The evaluation of point of care testing and dried blood spots to assess diagnostic accuracy of HCV infection as part of Sero-Molecular surveillance in people most-at-risk for hepatitis C virus
Date
2018
Authors
Gaelejwe, Lucinda Rebaone
Journal Title
Journal ISSN
Volume Title
Publisher
Abstract
There are gaps in the knowledge of the burden of HCV infection in high-risk communities in South Africa. We evaluated HCV POCT and DBS samples for diagnostic accuracy as potential strategies for access to healthcare services and to determine the sero-molecular epidemiology of HCV in high-risk groups.

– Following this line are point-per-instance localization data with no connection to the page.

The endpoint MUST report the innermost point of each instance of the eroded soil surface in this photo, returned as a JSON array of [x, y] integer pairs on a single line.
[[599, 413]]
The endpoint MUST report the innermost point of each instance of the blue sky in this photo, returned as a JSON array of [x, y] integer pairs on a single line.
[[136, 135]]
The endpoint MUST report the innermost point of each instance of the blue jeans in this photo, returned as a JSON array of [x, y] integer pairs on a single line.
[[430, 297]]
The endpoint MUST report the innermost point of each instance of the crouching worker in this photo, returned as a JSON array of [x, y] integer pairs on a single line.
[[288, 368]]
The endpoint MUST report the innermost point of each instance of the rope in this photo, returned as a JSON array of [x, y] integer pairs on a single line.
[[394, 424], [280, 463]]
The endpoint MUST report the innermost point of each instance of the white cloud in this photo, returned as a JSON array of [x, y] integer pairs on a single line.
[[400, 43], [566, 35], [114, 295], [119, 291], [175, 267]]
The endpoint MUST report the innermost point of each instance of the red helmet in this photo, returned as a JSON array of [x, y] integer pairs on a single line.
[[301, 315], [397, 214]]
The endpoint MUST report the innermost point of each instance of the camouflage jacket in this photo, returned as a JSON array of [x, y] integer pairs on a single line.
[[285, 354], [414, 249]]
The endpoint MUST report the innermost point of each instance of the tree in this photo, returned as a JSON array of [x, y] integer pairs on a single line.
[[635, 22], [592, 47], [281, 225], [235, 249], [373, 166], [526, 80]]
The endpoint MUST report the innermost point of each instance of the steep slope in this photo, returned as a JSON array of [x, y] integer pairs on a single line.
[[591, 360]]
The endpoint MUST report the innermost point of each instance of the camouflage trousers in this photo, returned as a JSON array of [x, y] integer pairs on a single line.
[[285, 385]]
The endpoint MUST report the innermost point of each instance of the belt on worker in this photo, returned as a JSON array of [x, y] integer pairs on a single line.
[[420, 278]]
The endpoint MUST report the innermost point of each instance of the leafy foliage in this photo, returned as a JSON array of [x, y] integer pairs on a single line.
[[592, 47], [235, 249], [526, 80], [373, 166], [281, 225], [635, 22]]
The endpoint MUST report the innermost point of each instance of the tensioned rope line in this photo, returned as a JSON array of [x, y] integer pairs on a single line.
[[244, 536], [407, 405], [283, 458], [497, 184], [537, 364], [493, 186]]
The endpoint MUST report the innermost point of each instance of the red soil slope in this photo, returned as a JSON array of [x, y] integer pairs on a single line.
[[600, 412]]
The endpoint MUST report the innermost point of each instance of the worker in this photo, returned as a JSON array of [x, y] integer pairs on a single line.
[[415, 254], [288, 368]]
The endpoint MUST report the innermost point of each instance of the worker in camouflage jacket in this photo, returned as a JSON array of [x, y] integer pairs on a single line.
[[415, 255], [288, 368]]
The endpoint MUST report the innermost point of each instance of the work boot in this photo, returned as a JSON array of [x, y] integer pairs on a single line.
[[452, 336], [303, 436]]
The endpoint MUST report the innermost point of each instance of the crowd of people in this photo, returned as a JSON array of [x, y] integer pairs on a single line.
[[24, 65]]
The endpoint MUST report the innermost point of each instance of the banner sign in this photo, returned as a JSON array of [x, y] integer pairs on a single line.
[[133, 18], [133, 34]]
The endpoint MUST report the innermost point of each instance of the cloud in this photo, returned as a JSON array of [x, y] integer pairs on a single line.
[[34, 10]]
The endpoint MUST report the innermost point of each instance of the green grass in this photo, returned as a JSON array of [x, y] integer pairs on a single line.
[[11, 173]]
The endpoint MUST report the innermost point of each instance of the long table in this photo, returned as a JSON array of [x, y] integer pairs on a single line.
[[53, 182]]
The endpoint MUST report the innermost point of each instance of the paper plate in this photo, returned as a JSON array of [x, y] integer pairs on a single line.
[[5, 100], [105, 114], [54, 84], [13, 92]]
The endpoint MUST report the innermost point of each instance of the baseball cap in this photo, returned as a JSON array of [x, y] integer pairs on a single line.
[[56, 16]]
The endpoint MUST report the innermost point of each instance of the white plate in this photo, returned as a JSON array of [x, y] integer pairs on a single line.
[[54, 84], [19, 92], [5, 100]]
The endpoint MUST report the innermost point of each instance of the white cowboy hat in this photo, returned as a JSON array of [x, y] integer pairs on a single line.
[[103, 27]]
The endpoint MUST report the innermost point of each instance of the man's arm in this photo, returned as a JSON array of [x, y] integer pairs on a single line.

This study formed a sub-study on a major study entitled “The viral hepatitis C initiative for most at risk populations in South Africa” in collaboration with TB HIV Care (THC), Anova Health Institute (Anova), OUT Wellbeing (OUT), the Division of Hepatology at the University of Cape Town (UCT) and the National Institute of Communicable Diseases (NICD). The study was based on the integrated services of existing HIV prevention programmes for men who have sex with men (MSM), sex workers (SW) and people who use drugs, including people who inject drugs (PWUDs/PWIDs) across seven South African cities. This is a first study in South Africa to provide information on hepatitis C prevalence data among these key populations and assessing the usefulness and validity of point of care hepatitis C testing in the South African context.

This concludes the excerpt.